The Finance Ministry amended the Prevention of Money Laundering (Maintenance of Records) Rules to broaden the scope of Know Your Customer (KYC) standards to include Politically Exposed Persons (PEPs), non-profit organisations (NPOs), and those dealing in virtual digital assets (VDAs) as reporting entities.
Who are Politically Exposed Individuals (PEI)?
- PEPs are individuals who have been entrusted with prominent public functions by a foreign country, according to the Finance Ministry’s modified PML Rules.
- Heads of state or governments, senior politicians, senior government or judicial or military officers, senior executives of state-owned enterprises, and key political party officials are all included.
- Banks and financial institutions must keep records of PEP financial transactions and share them with the Enforcement Directorate when requested.
Other significant changes made
Keeping track of NPO/NGOs’ financial transactions
- Financial institutions must register the details of their NGO clients on the Niti Aayog’s Darpan portal.
- They must keep the record for five years after the business relationship between a client and a reporting entity ends or the account is closed, whichever comes first.
Beneficial owners’ definition is being tightened
- The PMLA rules have been amended to tighten the definition of beneficial owners under the anti-money laundering law.
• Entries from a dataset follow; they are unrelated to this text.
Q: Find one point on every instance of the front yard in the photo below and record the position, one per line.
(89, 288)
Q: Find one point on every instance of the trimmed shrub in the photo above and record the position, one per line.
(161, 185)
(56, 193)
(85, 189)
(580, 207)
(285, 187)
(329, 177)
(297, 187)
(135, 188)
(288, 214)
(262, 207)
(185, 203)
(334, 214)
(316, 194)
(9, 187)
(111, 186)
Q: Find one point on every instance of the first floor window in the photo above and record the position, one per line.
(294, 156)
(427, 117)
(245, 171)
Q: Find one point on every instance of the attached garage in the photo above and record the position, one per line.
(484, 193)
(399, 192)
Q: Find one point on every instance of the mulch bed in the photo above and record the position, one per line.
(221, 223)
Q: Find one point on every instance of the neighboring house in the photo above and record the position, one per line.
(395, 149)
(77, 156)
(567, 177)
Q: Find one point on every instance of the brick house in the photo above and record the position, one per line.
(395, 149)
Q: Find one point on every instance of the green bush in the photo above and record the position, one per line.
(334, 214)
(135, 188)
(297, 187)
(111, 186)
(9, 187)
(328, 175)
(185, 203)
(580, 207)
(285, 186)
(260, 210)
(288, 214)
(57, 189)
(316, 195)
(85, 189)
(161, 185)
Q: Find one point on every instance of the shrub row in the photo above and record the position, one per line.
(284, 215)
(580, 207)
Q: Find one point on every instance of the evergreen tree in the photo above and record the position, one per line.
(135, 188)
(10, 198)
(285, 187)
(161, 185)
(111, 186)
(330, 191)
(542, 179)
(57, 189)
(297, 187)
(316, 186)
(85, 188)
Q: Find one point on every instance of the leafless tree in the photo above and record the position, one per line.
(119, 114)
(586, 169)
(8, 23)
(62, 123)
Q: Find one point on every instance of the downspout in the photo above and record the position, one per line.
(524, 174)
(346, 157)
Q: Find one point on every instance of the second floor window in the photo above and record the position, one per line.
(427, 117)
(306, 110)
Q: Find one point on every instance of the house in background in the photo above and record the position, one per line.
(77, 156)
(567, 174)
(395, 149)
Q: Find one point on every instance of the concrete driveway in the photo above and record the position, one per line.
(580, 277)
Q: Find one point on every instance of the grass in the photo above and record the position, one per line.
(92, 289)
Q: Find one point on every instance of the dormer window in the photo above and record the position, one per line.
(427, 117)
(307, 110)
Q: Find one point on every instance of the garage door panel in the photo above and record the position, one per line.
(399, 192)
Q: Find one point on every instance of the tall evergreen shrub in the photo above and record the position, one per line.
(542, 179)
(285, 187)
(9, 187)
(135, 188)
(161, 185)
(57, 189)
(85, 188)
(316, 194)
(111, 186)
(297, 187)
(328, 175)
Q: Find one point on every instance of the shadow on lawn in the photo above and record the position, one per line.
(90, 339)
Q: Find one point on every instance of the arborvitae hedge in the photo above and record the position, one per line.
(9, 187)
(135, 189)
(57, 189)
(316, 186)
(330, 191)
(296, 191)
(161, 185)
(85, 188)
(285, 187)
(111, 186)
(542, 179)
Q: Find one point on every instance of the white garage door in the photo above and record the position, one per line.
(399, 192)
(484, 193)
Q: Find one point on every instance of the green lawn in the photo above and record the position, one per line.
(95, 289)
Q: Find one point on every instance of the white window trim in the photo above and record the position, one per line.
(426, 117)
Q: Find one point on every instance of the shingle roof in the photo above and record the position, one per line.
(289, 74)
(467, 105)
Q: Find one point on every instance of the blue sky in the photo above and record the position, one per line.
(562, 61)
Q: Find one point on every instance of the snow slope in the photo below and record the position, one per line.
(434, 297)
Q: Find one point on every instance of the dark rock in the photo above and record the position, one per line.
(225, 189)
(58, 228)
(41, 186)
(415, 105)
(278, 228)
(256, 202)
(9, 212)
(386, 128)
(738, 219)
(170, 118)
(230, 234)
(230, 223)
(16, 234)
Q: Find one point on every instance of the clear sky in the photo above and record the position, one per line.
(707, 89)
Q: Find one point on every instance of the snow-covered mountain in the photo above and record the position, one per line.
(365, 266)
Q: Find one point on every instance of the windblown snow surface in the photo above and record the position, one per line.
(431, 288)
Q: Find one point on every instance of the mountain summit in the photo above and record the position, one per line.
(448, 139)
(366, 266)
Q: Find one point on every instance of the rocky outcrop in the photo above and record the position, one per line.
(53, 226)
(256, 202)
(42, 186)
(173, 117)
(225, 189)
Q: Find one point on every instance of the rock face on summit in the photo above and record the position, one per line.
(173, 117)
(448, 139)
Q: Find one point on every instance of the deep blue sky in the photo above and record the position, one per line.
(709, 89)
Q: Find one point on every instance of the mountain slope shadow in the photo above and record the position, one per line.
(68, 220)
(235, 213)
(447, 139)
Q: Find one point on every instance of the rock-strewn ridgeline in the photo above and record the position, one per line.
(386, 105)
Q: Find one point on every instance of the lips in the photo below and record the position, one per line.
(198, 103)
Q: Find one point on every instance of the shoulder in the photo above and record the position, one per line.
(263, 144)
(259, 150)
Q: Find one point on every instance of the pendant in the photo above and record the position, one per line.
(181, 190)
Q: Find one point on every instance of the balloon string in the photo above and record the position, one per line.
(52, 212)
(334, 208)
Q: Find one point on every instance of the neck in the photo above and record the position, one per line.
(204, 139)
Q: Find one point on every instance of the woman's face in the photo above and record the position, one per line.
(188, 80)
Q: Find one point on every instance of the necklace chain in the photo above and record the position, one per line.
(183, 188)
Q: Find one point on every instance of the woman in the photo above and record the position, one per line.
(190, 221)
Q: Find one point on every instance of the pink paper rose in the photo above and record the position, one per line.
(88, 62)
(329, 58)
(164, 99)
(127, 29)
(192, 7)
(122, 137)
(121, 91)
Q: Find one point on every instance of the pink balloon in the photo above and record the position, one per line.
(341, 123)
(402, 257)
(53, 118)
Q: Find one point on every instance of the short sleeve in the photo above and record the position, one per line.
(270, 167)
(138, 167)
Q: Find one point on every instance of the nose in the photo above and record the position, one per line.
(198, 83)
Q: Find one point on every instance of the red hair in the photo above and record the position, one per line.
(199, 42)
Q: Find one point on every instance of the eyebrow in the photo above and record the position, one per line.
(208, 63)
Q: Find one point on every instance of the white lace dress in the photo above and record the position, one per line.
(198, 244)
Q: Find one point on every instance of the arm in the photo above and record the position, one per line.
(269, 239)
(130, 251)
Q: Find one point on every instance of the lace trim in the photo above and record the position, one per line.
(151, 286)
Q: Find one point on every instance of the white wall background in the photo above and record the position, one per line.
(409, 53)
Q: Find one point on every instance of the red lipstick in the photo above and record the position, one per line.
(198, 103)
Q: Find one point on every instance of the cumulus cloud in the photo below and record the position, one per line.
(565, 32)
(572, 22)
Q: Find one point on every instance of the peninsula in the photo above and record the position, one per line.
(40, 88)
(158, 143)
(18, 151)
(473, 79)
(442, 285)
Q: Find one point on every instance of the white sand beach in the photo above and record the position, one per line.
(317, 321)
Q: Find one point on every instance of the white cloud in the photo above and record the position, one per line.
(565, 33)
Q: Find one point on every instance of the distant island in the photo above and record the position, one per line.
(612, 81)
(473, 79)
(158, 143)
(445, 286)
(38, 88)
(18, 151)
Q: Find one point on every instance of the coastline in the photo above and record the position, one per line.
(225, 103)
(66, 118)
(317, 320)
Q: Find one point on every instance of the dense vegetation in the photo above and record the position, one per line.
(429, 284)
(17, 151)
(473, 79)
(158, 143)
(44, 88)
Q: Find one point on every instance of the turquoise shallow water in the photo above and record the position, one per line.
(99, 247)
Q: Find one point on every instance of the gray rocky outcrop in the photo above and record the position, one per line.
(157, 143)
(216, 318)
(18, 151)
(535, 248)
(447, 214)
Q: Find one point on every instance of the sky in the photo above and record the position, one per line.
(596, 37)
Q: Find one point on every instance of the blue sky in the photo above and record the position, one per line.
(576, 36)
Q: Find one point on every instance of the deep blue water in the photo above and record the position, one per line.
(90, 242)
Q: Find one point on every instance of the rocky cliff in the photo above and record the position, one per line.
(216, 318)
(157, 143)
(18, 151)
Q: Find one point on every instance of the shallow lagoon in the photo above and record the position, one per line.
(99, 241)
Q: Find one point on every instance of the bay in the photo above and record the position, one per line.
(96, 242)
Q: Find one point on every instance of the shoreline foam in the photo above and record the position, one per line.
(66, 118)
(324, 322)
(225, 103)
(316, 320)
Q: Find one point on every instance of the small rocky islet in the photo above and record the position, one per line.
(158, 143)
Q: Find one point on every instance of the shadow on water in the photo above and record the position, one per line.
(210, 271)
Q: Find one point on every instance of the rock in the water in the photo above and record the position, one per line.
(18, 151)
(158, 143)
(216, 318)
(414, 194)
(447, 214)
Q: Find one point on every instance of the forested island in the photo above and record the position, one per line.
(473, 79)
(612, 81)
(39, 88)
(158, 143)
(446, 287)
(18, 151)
- According to the amendments, any individual or group with 10% ownership in a’reporting entity’s client is now considered a beneficial owner, as opposed to the previous 25% ownership threshold.
- Banks and financial institutions, real estate and jewellery firms, casino intermediaries, and crypto or virtual digital assets are among the reporting entities.
Information gathering from clients
- Under anti-money laundering legislation, reporting entities such as banks and cryptocurrency platforms are required to collect information from their clients.
- Previously, these entities were required to keep KYC details or records of documents proving their clients’ identities, as well as account files and business correspondence relating to clients.
- They will now be required to collect information about their clients’ registered office address and principal place of business.
- Furthermore, they are required to keep a record of all transactions, including cash transactions exceeding Rs 10 lakh.
Why is this being done?
- FATF assessment: The amendments are significant in light of India’s proposed FATF assessment, which is expected later this year.
- Risk-management systems: One of the FATF’s 40 recommendations is that financial institutions have risk-management systems in place to identify domestic and international PEPs.
- Remove ambiguities: The overarching goal is to achieve legal uniformity and eliminate ambiguities prior to the FATF assessment.